我们可以浅显的理解为内部系统,或者部署在 private subnet 中的系统,往往这些系统使用 Web Service、RFC 或者 middleware 的方式与外部集成。

  • Are you just protecting your system at the Internet boundary? (Defence in Depth)

Internet boundary is necessary for most cases, but not enough. First we should apply defence in depth in our infrastructure level (or four-layer network), secondary, it will be great if the cloud platform could supply abilities on granularity control, eg: AWS IAM could set any policy statement, and the subnet we always use it to protect resources could be accessed from some specified CIDR.

  • What protections do you have in place if an intruder gets inside your core network? (Defence in Depth)

Endpoint protection could help us, for example Nessus is nice to have. But if intruder gets inside, we could have another hand, for me I prefer 80 is the only open port in VM (of course you could have a lot of tools to connect your alarm systems like PagerDuty, to tell you someone break the glass).

  • How easily could someone inside your network get access to the traffic between your services? (Secure Communications)

This is a really good question, cause most company they have plain HTTP for the internal network, if someone breaks in the boundary so everything goes wild.
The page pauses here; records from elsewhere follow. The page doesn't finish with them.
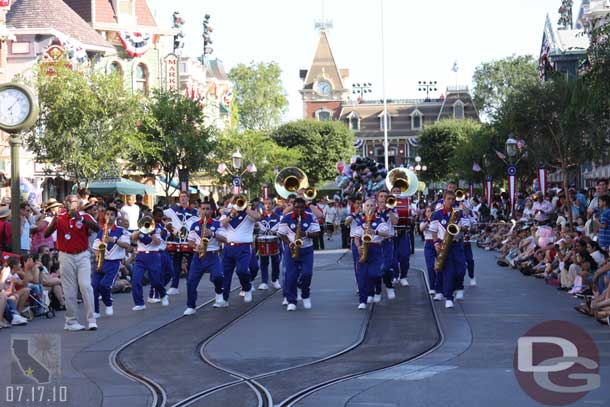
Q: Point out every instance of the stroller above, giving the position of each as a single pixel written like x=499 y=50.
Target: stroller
x=38 y=306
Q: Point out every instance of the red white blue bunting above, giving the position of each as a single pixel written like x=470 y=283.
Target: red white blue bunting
x=135 y=43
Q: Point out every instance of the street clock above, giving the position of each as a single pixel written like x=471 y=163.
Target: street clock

HTTPS is a solution but requires a CA and more ops work and you can't avoid it, but not enough, I think in future people must face the zero trust network. To consider this question a bit further, if someone breaks in, traffic is a part the hack could steal, but what about the others? The database snapshots, the log center, the reports and the code?

  • Do your services trust each other too much? Or… Do your services trust whoever is calling them too much? (Are you sure only your services can call into your services?) (Reluctance to Trust)

This a another great question, service trust could be resolve in different network layer, for example we could use certificate cert below the application layer or we could implement in application like api-key or some JWT tokens, it's nice to have if the platform have more security abilities, we often use AWS security group to control the client services to the other services, some resources like EC2 Lambda or ECS could only have the permissions to their resources.

  • When your service is called, does it require the calling software to authenticate itself, or does it let anything connect? (Service Authentication)

If you want to have a centralized authentication and verification service, you can't apply Microservice 100%. I'm a bit curious how to implement without OAuth & JWT. I worked for a project they have their own authentication service and issue some tokens in different structure, finally we refactor is to use new modern SSO impl.

  • Do your services let their callers access all the APIs that a service offers, or just the ones it needs to fulfil its function? (Service Authorisation)

People often confused with Authentication & Authorization, if you apply SSO with standard protocols, let the verification of authorization happens in resource side. Service is a kind of resource.

  • Does the identity of the person who originated each call at the client get passed into your internal services, or is that lost at the gateway? (Principal Propagation)

I think for identity we could get it from client side which includes in the short access token, but for user's profile like some PII data, we could have another service to handle it. For the id token, it should only have the information safe to expose, also please consider to hide the email or fullname, maybe use * to mask.

  • Can your services request any data from each other, or only the data of a user that has given their authority? (Principal Authorisation)

I don't think this question belong to Microservice Security, Micronservice is an application architecture, we decouple the monolithic app into micro parts to make them could scale\monitor\change fast, each service could be function or a module in old monolithic application, that's how we build product. I don't think for users they could know the inside of the application they are using, so they don't need to care to authorize the data inside the system or product.

  • If an attacker owned a service, could they pretty easily request anything from its downstream services? (Principal Authorisation)

This question is good, most cases is yes, the attacher could control the downstream. It's very complicates to deal, for the web service downstream services, forward the access token to request is a good try, but for the middleware, we often ignore the protections.

  • What guarantees do you have that a request received from an authenticated user hasn’t been tampered with? (Tamper-Proofing)

Signature, and always get the latest public keys.

  • How do you ensure that an authorised request, delivered a second time, is detected and rejected? (Replay Protection)

Most times you don't need to worry, SSL/TLS everything.